On the surface they can sometimes look similar. Both can involve waving flags, singing songs, and shouting loudly about identity. But in practice, they couldn’t be further apart.
Read more below.
When I talk about community pride or shared cultural experience, I’m thinking about the joy of gathering with people who know the same music as you, who sometimes eat the same food, or who have fought the same struggles. It’s about finding each other, lifting each other up, and saying we have shared realities. Pride can be eating plant-based food with friends, it can be cheering on your favourite local football club, or it can be holding a festival that centres around your shared history.
It is inclusive, connective, and celebratory.

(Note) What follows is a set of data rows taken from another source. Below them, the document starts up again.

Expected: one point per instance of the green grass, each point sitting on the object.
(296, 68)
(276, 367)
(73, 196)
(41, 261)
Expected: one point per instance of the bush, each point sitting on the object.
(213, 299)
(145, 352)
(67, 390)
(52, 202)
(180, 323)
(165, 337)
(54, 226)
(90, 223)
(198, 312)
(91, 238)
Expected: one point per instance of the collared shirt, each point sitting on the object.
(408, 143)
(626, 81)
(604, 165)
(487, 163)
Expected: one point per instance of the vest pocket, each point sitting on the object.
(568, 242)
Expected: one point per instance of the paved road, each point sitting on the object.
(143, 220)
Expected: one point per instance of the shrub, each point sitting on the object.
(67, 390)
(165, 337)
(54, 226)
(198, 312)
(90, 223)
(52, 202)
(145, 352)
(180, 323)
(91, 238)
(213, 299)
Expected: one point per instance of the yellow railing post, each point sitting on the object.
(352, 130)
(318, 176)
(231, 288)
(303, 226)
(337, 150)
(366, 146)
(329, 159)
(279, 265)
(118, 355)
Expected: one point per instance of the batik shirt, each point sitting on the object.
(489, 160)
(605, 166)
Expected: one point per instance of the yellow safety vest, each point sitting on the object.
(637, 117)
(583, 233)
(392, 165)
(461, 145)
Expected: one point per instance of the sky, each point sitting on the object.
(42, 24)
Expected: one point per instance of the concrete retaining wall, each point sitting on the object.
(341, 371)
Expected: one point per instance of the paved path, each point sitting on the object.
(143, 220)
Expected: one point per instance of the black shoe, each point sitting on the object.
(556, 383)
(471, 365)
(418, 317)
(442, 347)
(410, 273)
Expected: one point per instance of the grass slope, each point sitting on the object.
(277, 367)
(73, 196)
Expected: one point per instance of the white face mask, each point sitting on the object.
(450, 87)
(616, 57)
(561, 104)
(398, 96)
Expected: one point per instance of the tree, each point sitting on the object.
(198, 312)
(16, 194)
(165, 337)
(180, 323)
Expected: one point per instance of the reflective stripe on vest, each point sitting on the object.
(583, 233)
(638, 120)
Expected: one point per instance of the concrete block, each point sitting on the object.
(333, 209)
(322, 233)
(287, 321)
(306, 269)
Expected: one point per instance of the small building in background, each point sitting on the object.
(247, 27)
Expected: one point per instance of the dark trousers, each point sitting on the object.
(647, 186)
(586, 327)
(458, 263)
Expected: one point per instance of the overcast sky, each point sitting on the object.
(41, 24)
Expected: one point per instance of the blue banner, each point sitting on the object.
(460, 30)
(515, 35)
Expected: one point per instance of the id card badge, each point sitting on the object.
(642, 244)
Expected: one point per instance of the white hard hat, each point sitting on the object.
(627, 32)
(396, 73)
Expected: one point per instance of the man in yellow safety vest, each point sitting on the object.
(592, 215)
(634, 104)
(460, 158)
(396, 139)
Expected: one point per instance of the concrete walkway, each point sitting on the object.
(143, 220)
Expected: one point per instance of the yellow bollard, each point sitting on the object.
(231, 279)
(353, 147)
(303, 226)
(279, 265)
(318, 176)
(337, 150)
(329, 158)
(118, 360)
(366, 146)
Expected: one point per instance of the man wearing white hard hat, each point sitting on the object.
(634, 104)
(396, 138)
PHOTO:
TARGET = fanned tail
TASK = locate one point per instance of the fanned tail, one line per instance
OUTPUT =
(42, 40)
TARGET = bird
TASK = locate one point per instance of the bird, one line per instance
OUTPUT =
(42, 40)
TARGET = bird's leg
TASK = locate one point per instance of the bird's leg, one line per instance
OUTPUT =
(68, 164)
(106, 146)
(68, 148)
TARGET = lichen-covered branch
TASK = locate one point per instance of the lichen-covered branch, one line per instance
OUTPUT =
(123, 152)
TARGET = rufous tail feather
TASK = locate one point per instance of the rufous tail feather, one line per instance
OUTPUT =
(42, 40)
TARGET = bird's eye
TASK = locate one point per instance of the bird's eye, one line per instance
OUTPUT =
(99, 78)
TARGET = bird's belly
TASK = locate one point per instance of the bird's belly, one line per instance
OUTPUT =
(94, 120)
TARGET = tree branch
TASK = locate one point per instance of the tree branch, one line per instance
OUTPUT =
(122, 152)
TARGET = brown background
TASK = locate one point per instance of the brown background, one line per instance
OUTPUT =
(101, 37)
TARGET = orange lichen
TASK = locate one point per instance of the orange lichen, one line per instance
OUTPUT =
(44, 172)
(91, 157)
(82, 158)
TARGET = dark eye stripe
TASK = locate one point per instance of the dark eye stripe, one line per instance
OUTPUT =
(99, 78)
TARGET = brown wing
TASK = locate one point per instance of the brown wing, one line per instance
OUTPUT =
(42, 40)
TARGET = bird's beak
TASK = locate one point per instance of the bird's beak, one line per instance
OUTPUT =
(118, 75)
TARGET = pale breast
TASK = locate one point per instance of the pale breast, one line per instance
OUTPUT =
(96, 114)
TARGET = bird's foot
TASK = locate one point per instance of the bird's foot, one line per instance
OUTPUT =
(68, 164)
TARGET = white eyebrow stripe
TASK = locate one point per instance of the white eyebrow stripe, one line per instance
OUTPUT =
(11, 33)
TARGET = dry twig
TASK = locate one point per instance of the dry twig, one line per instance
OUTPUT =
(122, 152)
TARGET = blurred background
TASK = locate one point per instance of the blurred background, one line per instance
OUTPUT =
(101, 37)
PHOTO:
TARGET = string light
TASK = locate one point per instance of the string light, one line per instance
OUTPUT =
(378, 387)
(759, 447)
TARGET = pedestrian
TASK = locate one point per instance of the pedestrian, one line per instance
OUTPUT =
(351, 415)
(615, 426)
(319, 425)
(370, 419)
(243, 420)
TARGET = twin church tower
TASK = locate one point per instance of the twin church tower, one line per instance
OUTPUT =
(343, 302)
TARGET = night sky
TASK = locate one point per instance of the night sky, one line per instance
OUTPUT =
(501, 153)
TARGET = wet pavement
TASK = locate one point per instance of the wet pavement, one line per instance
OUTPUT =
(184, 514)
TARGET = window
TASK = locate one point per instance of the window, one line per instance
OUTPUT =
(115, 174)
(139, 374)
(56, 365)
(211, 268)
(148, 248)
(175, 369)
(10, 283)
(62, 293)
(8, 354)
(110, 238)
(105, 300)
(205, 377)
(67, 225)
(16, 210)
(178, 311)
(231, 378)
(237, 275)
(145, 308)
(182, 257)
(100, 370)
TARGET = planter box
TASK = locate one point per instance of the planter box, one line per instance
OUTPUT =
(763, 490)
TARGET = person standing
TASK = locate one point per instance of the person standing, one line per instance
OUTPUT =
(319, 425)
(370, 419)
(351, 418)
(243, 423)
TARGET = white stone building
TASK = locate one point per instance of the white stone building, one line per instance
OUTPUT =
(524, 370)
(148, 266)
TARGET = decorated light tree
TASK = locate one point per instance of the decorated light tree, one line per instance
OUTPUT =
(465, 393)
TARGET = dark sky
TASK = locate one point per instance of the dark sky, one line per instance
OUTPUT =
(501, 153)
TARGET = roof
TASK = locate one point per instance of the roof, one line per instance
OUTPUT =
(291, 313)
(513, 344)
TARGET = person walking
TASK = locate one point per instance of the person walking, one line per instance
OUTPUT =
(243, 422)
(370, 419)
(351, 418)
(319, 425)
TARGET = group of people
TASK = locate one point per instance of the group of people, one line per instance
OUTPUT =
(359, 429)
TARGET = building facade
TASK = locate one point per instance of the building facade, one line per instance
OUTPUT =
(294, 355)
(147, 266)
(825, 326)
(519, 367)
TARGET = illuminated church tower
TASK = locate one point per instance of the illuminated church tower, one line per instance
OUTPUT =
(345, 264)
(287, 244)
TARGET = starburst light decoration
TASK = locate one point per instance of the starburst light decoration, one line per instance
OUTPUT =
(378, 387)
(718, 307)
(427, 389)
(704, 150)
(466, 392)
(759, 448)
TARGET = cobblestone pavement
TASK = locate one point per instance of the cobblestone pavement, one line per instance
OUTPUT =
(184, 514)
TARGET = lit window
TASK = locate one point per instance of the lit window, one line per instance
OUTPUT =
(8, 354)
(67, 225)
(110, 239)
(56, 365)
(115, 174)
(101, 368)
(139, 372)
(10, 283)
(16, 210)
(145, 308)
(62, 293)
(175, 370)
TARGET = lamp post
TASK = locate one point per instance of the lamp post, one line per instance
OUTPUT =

Nationalism, on the other hand, often demands an enemy. It defines itself not by what it celebrates, but by who it excludes. It is obsessed with borders, purity, and control. Instead of being about joy, it is about fear. Instead of making people feel welcome, it decides who doesn’t deserve to be here. The most dangerous part of nationalism is how quickly it can shift from a simple chant or a flag to policies that hurt people, to violence in streets, and to whole communities being pushed out of the places they’ve always called home or need/want to call home.
I think we need to be careful not to confuse the two. Pride in your culture or community is perfectly OK and necessary for our wellbeing. It heals wounds and makes us feel part of something bigger than ourselves. Nationalism pretends to do the same, but underneath it is often mean-spirited and exclusionary.
As someone who has been part of many overlapping communities, I know how powerful it is to stand together, to say that we are proud of who we are. But I also know how much damage can be done when pride is twisted into nationalism.
The difference matters, and I hope more of us can choose connection over exclusion.